Every summer, I coordinate the Summer Multimedia Development Institute, a program designed to both teach students multimedia skills and to produce products. Many of the products the students have produced over the years have been very good. They’ve received rave reviews from alums and have even been cited in MLA presentations. What this has meant, unfortunately, is that the expectations for excellent products has increased and the idea that this is a learning opportunity has nearly fallen by the wayside. And sometimes, honestly, the products aren’t so good, which makes both the students and the people for whom the products are being produced feel bad. I look at it as a learning experience, but because there has been this focus on product, the other people involved are just disappointed.

This summer, I’ve completely reconfigured the program to focus on “educational” products and on the process of learning to create those products. This means that we’re not creating products for the alumni office or the admissions department (both of whom I’ve argued should hire professional multimedia developers). It also means I’ve built in lots of ways for the students and the faculty working with them to become conscious of the process. We have a blog and the students will all be creating their own blogs and will be asked to write and reflect there on what they’re learning. I’m encouraging them to reflect on their technical skills, on working with faculty, and on the challenges of working with technology in an educational settings among other things.

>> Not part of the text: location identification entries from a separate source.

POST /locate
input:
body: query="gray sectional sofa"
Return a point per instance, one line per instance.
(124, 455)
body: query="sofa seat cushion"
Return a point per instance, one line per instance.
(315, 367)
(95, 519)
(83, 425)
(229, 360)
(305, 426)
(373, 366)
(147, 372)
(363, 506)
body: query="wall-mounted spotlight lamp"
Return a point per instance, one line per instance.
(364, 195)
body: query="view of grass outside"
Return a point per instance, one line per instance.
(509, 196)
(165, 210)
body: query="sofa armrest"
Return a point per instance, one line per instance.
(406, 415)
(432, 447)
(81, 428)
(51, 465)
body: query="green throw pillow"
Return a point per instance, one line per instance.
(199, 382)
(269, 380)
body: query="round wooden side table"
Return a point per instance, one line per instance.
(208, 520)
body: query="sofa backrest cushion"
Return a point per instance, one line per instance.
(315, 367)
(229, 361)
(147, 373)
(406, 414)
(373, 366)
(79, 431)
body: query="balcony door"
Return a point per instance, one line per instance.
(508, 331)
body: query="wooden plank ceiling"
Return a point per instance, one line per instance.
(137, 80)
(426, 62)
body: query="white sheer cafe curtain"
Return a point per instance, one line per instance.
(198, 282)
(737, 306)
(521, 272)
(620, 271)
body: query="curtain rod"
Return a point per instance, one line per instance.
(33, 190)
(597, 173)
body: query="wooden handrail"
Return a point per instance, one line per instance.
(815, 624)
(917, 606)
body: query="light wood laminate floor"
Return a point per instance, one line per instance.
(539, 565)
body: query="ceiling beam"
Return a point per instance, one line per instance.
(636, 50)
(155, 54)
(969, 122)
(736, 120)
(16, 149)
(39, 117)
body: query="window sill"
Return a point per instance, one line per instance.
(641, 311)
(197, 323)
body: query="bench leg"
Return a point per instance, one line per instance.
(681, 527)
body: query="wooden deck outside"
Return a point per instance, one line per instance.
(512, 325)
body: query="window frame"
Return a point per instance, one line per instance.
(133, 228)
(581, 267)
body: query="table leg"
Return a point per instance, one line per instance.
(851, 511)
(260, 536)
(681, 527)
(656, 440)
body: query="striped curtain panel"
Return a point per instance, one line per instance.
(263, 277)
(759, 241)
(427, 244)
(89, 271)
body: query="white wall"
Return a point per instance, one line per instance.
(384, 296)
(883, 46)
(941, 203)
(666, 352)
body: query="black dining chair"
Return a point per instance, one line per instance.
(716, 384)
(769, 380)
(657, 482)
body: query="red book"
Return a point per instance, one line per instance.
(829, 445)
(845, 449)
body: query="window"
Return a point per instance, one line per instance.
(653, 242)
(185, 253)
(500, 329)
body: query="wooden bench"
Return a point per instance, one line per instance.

Focusing on process is actually harder. Creating the necessary framework, communicating to everyone involved that it’s not about the product, and doing a lot of reflecting and listening is harder than just giving feedback on a finished product. We’ll be doing some of that, too, but we’ll be doing it within this process-based framework. While it may be harder, I think it will actually be less stressful. Where before students might have felt obligated to produce professional quality work, they can now focus on doing their best and working with their faculty as partners rather than in a kind of client-customer relationship. Honestly, they might produce better work anyway. At the very least, I want them to have thought a lot about what they did and to have learned from it in a way that they can apply that knowledge in the future. Actually, I want everyone involved to learn something–including me–and that’s why I like doing things this way even if it is harder.